In erster Linie muss man zwischen üblichen Nebenwirkungen und Impfschäden unterscheiden. Es gibt natürlich bei jeder Impfung die Möglichkeit von vorübergehenden Nebenwirkungen, wie Schmerzen, Rötung und Schwellung an der Einstichstelle. Bei diesen zwölf Impfungen ist das Risiko eines Impfschadens aber minimal – bei Masern sprechen wir beispielsweise von einem Risiko eines Impfschadens von weniger als einem Fall bei einer Million Impfungen. Impfschäden sind bei diesen Impfungen eine Rarität. Es gibt natürlich Kinder, die man nicht impfen kann, weil sie beispielsweise eine ausgeprägte, angeborene oder erworbene Abwehrschwäche haben und daher bestimmte Impfungen ein Risiko darstellen bzw. kontraindiziert sind. Aber man muss dazusagen, dass auch diese Kinder davon profitieren, wenn alle anderen Kinder geimpft sind, weil dadurch auch für sie das Risiko sinkt sich mit einer dieser Krankheiten anzustecken.
Die Impfstoffe haben sich in den letzten Jahren ja auch weiterentwickelt…
Heute verwenden wir überwiegend Kultur- und Zellkultur-Impfstoffe.
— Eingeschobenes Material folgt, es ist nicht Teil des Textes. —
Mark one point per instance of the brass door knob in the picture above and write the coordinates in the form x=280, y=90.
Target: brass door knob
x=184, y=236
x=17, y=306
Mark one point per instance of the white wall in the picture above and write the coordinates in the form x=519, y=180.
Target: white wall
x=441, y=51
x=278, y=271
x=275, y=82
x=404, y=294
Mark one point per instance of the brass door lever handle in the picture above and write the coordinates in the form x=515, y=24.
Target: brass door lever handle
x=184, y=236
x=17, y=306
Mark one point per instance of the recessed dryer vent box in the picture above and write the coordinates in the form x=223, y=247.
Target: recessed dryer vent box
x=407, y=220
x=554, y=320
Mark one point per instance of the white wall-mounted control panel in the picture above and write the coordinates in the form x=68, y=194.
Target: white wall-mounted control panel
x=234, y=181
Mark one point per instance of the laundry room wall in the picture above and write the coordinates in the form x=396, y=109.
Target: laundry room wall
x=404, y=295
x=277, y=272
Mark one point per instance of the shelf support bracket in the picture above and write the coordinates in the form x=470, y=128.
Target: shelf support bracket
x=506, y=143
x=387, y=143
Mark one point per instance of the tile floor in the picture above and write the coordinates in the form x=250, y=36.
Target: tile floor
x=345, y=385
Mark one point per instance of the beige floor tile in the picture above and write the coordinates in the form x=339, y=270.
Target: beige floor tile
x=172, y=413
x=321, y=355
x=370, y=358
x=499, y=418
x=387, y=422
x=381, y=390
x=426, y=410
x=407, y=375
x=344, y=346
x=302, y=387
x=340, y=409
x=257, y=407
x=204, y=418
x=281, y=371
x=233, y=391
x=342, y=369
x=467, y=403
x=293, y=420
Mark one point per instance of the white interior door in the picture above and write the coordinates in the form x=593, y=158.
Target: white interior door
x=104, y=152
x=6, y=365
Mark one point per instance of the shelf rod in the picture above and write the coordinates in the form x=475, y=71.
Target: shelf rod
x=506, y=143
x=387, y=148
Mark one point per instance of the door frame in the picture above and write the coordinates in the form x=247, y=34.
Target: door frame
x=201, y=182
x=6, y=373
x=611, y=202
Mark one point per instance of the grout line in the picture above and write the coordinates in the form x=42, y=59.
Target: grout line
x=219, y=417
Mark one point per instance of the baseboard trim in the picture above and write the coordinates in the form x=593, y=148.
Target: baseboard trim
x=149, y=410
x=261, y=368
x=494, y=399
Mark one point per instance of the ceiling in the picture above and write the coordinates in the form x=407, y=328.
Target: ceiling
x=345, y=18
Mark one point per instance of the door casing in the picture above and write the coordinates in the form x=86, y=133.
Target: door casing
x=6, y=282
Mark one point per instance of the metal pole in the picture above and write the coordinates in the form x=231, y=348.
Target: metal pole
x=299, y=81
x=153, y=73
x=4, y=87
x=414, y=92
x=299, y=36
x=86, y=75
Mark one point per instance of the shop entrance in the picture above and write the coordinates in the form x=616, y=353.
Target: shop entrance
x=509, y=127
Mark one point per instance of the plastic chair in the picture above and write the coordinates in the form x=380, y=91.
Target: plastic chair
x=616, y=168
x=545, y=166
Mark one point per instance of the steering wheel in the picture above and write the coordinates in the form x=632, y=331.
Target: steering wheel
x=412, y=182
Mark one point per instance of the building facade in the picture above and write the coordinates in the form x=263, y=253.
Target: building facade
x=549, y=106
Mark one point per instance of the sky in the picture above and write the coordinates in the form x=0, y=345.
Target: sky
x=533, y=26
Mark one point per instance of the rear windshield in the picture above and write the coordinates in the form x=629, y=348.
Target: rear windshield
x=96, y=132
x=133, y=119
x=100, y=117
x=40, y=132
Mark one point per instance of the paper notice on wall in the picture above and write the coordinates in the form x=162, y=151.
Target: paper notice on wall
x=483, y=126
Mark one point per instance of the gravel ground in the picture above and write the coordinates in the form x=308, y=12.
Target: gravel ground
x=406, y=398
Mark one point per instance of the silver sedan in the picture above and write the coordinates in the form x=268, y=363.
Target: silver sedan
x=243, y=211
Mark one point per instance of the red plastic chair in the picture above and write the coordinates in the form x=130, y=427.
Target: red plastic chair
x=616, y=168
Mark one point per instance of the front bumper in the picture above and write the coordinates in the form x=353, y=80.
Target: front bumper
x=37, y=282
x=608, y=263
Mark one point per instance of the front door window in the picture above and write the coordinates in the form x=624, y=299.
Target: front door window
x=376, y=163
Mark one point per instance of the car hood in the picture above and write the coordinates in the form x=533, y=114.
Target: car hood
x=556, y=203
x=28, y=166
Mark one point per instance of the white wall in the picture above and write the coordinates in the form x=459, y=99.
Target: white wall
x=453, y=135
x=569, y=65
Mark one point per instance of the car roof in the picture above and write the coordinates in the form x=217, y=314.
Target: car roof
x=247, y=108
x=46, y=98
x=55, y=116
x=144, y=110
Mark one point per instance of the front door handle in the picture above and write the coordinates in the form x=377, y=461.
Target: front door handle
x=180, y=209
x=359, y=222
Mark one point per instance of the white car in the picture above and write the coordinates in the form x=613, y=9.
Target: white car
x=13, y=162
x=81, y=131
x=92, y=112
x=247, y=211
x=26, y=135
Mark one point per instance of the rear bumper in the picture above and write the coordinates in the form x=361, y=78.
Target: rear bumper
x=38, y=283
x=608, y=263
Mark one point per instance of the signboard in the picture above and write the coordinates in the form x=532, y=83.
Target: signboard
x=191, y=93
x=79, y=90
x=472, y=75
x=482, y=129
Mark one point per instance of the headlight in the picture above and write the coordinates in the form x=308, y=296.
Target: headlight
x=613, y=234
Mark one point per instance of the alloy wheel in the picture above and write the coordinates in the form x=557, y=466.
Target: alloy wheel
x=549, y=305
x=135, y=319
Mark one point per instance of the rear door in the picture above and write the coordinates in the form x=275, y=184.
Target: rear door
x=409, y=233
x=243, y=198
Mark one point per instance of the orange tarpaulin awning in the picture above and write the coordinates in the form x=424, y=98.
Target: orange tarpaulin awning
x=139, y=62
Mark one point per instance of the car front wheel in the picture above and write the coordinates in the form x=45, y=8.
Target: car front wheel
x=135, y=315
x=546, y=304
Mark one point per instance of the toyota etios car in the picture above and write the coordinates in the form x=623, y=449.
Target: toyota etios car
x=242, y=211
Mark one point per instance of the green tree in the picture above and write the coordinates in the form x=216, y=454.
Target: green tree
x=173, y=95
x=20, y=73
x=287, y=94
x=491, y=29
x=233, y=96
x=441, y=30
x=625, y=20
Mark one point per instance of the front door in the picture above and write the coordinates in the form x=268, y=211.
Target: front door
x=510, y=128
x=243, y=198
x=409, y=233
Diese Methoden sind mittlerweile so gut, dass man kaum noch Antibiotika oder andere Stabilisierungsmedikamente braucht, die früher oft für Impfreaktionen verantwortlich waren. Im Vergleich zu anderen Medikamenten, die wir viel häufiger einnehmen, wie beispielsweise Aspirin, sind Impfstoffe ausgezeichnet verträglich.
Herr Professor, eine persönliche Frage: Haben Sie Ihre Kinder geimpft?
Ja. Meine Kinder waren in einer Waldorfschule, wo manche Eltern und Ärzte Impfungen und insbesondere der Masernimpfung kritisch gegenüberstehen, aber ich habe immer wieder versucht mit diesen Eltern das Gespräch zu suchen, um zu verdeutlichen, wie wichtig Impfungen sind. Meine Kinder sind eigentlich gegen alle wichtigen Krankheiten geimpft, sogar gegen Tropenkrankheiten, weil wir beruflich immer wieder mit ihnen unterwegs waren.
Was sagen Sie Impfgegnern, die als Argument Verschwörungstheorien und Geschichten anführen, dass die Pharmaindustrie und deren Geldgier hinter den Pflichtimpfungen steckt?
Man muss vielleicht einmal aufzeigen, dass die Impfstoffe nicht einmal drei Prozent der gesamten Arzneimittelkosten in den europäischen Ländern ausmachen. Mittlerweile ist es so, dass das Interesse an Impfstoffen bei den großen Arzneimittelfirmen deutlich abgenommen hat, da der Verdienst daran eher gering ist und Impfstoffe aus Kostengründen zunehmend in Indien und anderen Ländern produziert werden. Das ist also kein großes Argument wenn man Vergleicht, was Impfstoffe im Verhältnis zu anderen Medikamenten kosten.
Warum aber diese krasse, schon fast fundamentalistische Haltung der Impfgegner?
Es gibt auch Leute, die eine behandelbare Krebserkrankung haben und Globuli schlucken oder sich auf Akkupunktur verlassen, anstatt die Schulmedizin zuzulassen. Das ist jedem seine Angelegenheit. Bei Infektionen geht es aber nicht nur um den Einzelnen – auch andere Menschen sind betroffen. Die Bedeutung einer Impfung geht über den Einzelnen hinaus und damit trägt jeder der sich impfen lässt auch zur Gesamtgesundheit der Gesellschaft bei.
Ist Impfverweigerung also fahrlässig gegenüber jenen Menschen, die aus gesundheitlichen Gründen nicht geimpft werden können?
Impfverweigerung ist fahrlässig sich selbst gegenüber und natürlich auch gegenüber den anderen und der Gesellschaft. Bei Masern reicht beispielsweise ein kleiner Anteil an ungeimpften Kindern aus – fünf bis zehn Prozent – und es kann zu einem großen Ausbruch kommen.